The officer is provoked by the mob into shooting the elephant because he feels he must do so in order to avoid displaying weakness as a member of the ruling class.
After a call comes in about a rogue elephant, a crowd has formed by the time Orwell arrives with a rifle he only brings to defend himself if necessary. He begins to feel foolish with the "ever-growing army" of Burmese following behind him, jostling one another for position. When he spots the elephant, he sees it does not notice of the crowd, but continues to pull bunches of grass calmly, beat them against his knees to knock out the dirt, and then stuff them in his mouth. Looking at this elephant contentedly eating, Orwell "knew with perfect certainty that I ought not to shoot him."
Because of the crowd, which has grown to nearly two thousand to watch him "as they would a conjurer about to perform a trick," Officer Orwell feels baited by the crowd.

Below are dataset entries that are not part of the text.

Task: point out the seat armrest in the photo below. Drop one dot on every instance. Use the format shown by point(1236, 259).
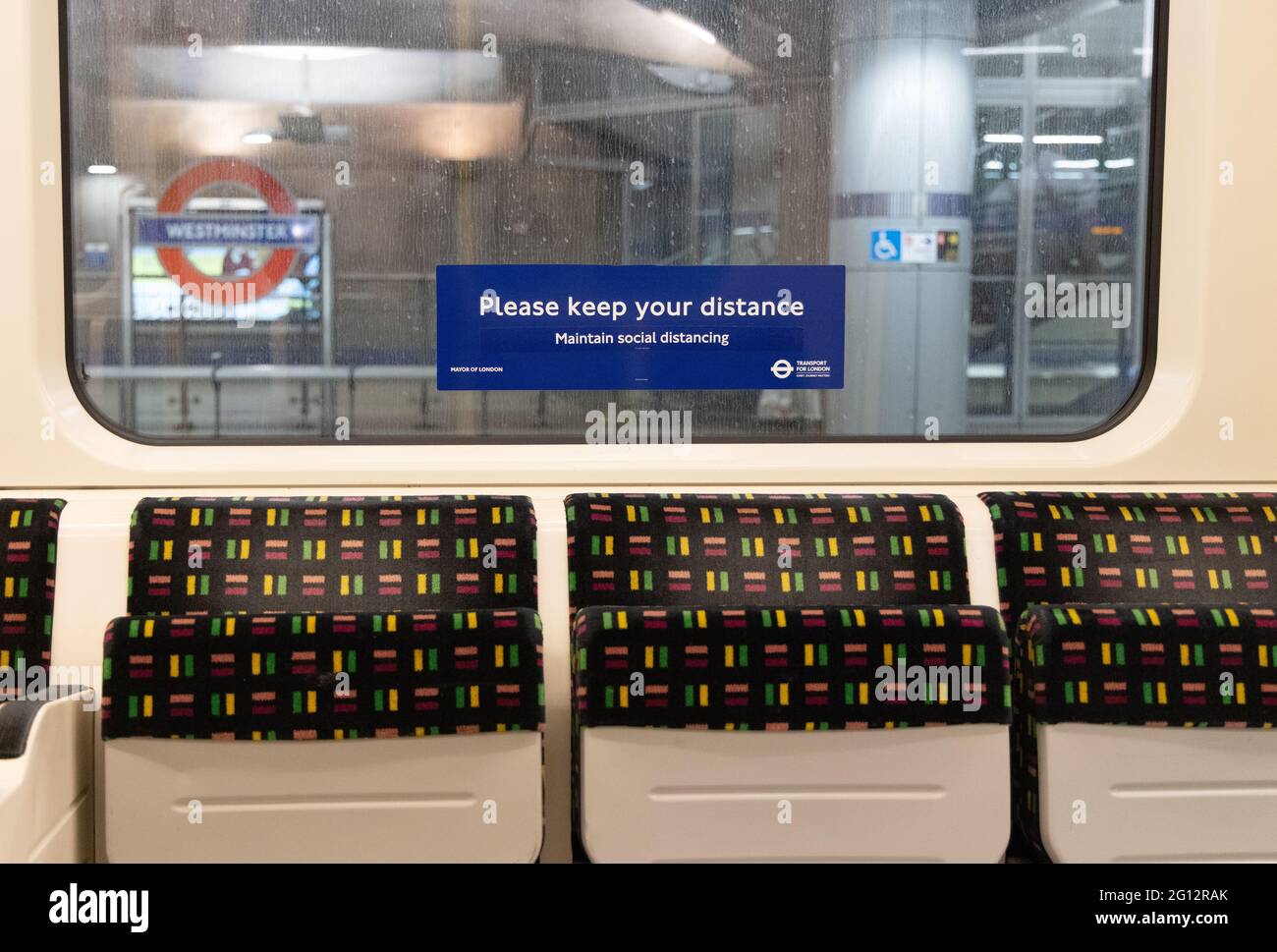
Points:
point(18, 717)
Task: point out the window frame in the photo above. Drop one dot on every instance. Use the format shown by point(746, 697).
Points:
point(1152, 246)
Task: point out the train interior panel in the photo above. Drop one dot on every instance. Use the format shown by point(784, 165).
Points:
point(601, 432)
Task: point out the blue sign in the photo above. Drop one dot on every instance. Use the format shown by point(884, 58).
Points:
point(639, 327)
point(215, 229)
point(885, 246)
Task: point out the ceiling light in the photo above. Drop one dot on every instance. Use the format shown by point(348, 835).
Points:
point(1013, 50)
point(305, 52)
point(691, 27)
point(1068, 140)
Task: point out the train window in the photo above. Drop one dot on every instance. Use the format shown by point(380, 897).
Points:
point(259, 192)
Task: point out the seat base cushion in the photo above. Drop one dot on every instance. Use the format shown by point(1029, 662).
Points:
point(778, 668)
point(323, 676)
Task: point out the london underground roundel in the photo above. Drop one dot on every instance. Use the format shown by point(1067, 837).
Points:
point(200, 177)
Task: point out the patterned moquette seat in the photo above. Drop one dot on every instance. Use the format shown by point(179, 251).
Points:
point(777, 612)
point(28, 540)
point(1135, 610)
point(297, 619)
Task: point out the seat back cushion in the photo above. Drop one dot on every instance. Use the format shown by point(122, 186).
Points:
point(746, 549)
point(28, 538)
point(220, 556)
point(1137, 547)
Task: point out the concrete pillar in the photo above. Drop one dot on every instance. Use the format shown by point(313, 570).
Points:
point(903, 152)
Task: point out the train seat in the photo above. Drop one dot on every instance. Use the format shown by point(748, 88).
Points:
point(46, 718)
point(1136, 617)
point(735, 658)
point(326, 680)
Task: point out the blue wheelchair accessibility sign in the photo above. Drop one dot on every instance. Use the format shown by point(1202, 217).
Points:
point(885, 246)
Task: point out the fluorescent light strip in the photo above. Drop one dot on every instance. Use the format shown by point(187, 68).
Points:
point(691, 27)
point(1014, 50)
point(1068, 140)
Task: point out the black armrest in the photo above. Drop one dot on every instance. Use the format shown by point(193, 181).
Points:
point(18, 716)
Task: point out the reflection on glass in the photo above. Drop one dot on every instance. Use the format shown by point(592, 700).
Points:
point(417, 133)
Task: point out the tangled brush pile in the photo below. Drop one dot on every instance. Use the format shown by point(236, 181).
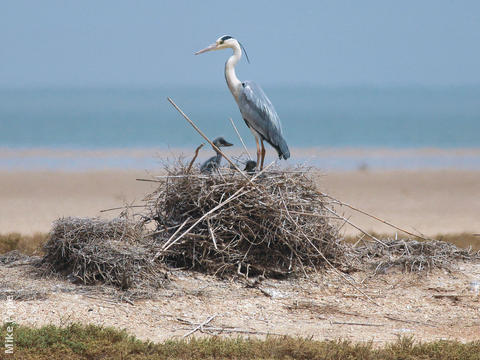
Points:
point(411, 255)
point(275, 224)
point(92, 250)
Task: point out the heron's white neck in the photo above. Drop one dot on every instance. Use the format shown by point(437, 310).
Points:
point(232, 81)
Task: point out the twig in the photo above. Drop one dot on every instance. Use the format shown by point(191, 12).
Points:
point(200, 326)
point(193, 160)
point(148, 180)
point(232, 197)
point(206, 138)
point(326, 260)
point(353, 323)
point(122, 207)
point(408, 321)
point(227, 329)
point(240, 137)
point(210, 230)
point(355, 226)
point(374, 217)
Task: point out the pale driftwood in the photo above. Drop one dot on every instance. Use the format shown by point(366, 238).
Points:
point(374, 217)
point(206, 138)
point(355, 226)
point(122, 207)
point(354, 323)
point(227, 329)
point(408, 321)
point(200, 326)
point(238, 193)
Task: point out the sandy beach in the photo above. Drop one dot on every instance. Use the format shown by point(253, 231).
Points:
point(430, 202)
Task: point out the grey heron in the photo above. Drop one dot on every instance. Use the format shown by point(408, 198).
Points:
point(214, 162)
point(250, 166)
point(256, 109)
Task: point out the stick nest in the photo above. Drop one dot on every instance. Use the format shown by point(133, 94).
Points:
point(276, 225)
point(93, 251)
point(411, 255)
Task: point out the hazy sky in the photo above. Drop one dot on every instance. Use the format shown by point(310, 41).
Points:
point(102, 43)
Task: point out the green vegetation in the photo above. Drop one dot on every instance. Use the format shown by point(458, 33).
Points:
point(26, 244)
point(95, 342)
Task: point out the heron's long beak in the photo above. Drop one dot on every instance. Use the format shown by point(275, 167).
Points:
point(208, 48)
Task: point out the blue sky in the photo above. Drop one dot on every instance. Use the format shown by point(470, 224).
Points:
point(151, 43)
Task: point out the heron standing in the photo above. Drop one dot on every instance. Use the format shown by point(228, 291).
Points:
point(214, 162)
point(256, 109)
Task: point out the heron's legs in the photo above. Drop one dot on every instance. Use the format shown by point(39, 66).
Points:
point(263, 154)
point(259, 154)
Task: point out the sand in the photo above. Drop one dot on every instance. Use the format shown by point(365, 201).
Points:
point(430, 202)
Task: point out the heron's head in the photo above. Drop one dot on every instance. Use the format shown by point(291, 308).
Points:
point(223, 42)
point(220, 142)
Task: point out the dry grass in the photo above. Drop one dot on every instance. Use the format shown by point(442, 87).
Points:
point(275, 225)
point(410, 255)
point(112, 252)
point(95, 342)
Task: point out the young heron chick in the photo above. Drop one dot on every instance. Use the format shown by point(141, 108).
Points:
point(214, 162)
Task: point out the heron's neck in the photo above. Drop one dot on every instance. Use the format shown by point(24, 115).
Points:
point(232, 81)
point(218, 158)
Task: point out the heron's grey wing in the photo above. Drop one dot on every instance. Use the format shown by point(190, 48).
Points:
point(259, 113)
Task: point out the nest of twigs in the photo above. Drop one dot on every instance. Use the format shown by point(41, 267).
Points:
point(92, 251)
point(411, 255)
point(273, 224)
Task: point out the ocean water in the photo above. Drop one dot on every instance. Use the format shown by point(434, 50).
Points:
point(341, 118)
point(406, 117)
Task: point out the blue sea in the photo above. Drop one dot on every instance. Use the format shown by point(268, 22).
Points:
point(394, 118)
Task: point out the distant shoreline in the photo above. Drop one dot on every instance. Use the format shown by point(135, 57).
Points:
point(327, 158)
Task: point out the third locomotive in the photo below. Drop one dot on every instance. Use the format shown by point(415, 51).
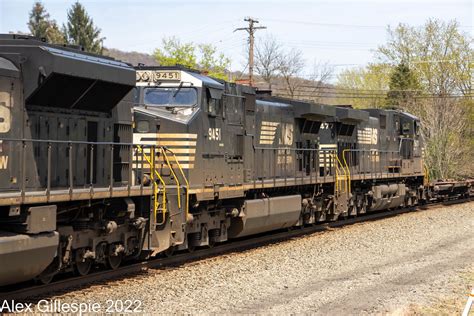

At this moment, Orwell has a sudden realization about the burden of colonialism:
The white man turns tyrant, it is his own freedom that he destroys. . . it is the condition of his rule that he shall spend his life in trying to impress the "natives," and so in every crisis he has got to do what the "natives" expect of him.
Therefore, in his compromised position, Orwell feels compelled to shoot the elephant "solely to avoid looking like a fool."